Unfortunately, we can’t much count on listserv or newsletter patrons to come up with these solutions; most aren’t terribly tech-oriented, so we end up with columns like Outing’s, which just focuses on the problem rather than any solution, and where short-term solutions that authors can take are discussed but long-term technological solutions to the underlying problem are not discussed. And we can’t count on your average listserv author to come up with it either. The only people really concerned with ease-of-use in the listserv software world are big corporate entities like Yahoo! and Topica, who make their products easy for end-users but resist big technological jumps. And the only listserv software authors who make those jumps are clever Unix geeks who consider “arcane” to be a compliment when applied to software (take Majordomo–please!).

I love listservs and I pray that spam will not render them useless. I hope that some of us out there who still believe in usability but who don’t have much to lose from big experiments, can start creatively working out and implementing a framework something like this one, in order to prevent listservs from dying a death of the thousand spams.
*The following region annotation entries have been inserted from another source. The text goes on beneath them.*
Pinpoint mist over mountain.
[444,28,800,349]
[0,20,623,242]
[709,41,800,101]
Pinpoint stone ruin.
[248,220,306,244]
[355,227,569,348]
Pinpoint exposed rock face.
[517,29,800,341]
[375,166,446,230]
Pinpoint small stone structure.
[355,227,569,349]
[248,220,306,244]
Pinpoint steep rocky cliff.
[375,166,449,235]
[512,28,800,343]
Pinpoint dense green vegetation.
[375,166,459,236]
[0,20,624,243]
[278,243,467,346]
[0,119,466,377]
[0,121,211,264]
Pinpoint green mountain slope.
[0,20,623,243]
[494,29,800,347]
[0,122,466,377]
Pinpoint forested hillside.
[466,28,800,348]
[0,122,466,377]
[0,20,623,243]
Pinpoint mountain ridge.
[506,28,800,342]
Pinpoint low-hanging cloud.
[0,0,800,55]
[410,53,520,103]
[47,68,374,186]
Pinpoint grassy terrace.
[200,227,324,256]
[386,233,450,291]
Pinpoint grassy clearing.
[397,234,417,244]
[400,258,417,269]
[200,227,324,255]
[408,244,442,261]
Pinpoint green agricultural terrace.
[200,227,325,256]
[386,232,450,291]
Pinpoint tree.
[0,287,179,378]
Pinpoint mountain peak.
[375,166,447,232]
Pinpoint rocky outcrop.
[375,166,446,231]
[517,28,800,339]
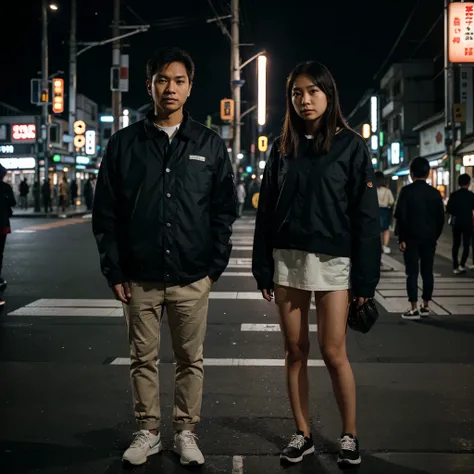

* Well, actually, that’s not quite what Outing says. Instead, he spend the whole time whining about how legitimate e-mail (read: his e-mail) is being censored by over-sensitive spam-management software, and he singles SpamAssassin out for some rather undeserved abuse. He lays the fault at the feet of SpamAssassin even though he admits that the problem isn’t SpamAssassin; it’s system administrators who (1) use SpamAssassin on all e-mails rather than allowing individual users to opt in or out of filtering, and (2) set the threshhold for axing a message too low. And nowhere at all does he point out the fact that the primary fault lies with spammers themselves for launching this technological arms race by inundating the Internet with their crap. Of course, Outing has always turned a blind eye towards just how totally irritating and usability-degrading Internet advertising is, so I shouldn’t be surprised that here he once again misses the point.